Schools are not directly responsible for incidents that occur when a student is undertaking work or training under an SBAT. However, schools should take measures to protect the student from harm and address issues as they arise, for example, if:
- the school becomes aware of an incident involving the student at the workplace or in training
- the school is concerned that the student is not being supervised properly in the workplace.
The school should nominate a staff member for the student to contact about any issues they may have with the SBAT. The nominated staff member should be made aware of any Individual Education Plans and Student Support Group for a student.
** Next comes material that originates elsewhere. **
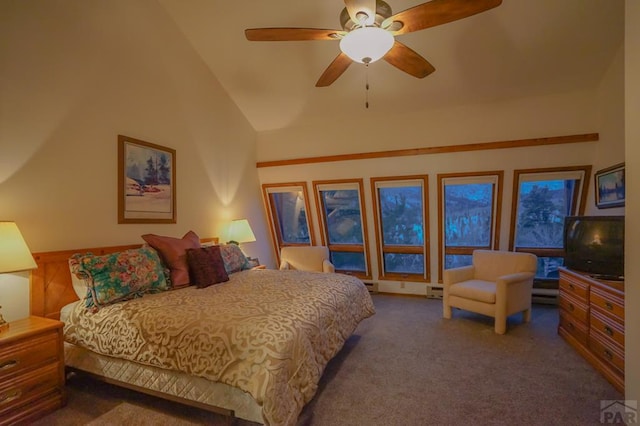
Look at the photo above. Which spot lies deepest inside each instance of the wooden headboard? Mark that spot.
(51, 287)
This staff member should have received child safety training and have knowledge of indicators of child harm and related school policies.
During the training component of an SBAT, RTOs must:
- be compliant with the Child Safe Standards and have child safety policies and a code of conduct
- provide the student with information and support about the training requirements being undertaken
- ensure all trainers providing training services to the SBAT student have a valid Working with Children Clearance, as required by the Worker Screening Act 2020 (Vic)
- report any student absences to the employer and the school at least weekly.
Employers involved in an SBAT program must ensure that:
- the workplace is safe and appropriate supervision of the student is provided
- paid work is carried out under an appropriate industrial agreement that endorses part-time apprenticeships or traineeships
- the student’s work is supervised by a ‘fit and proper’ person with the skills and qualifications to enable them to attain the skills outlined in their training plan.
These obligations extend to any host employer that the employer may engage to provide employment to the student, for example hosted arrangements through a Group Training Organisation (GTO). Note that a host employer is also considered as part of the school environment in the context of an SBAT.
As in any employment situation, the employer must provide a safe working environment free from bullying, harassment, discrimination or abuse.
The employer should monitor the student’s attendance at work (including work with any host employer) and use an agreed mechanism with the school, at least weekly, to record and report to the school any non-attendance. Once reported, the school should discuss the reasons for any absences with the student.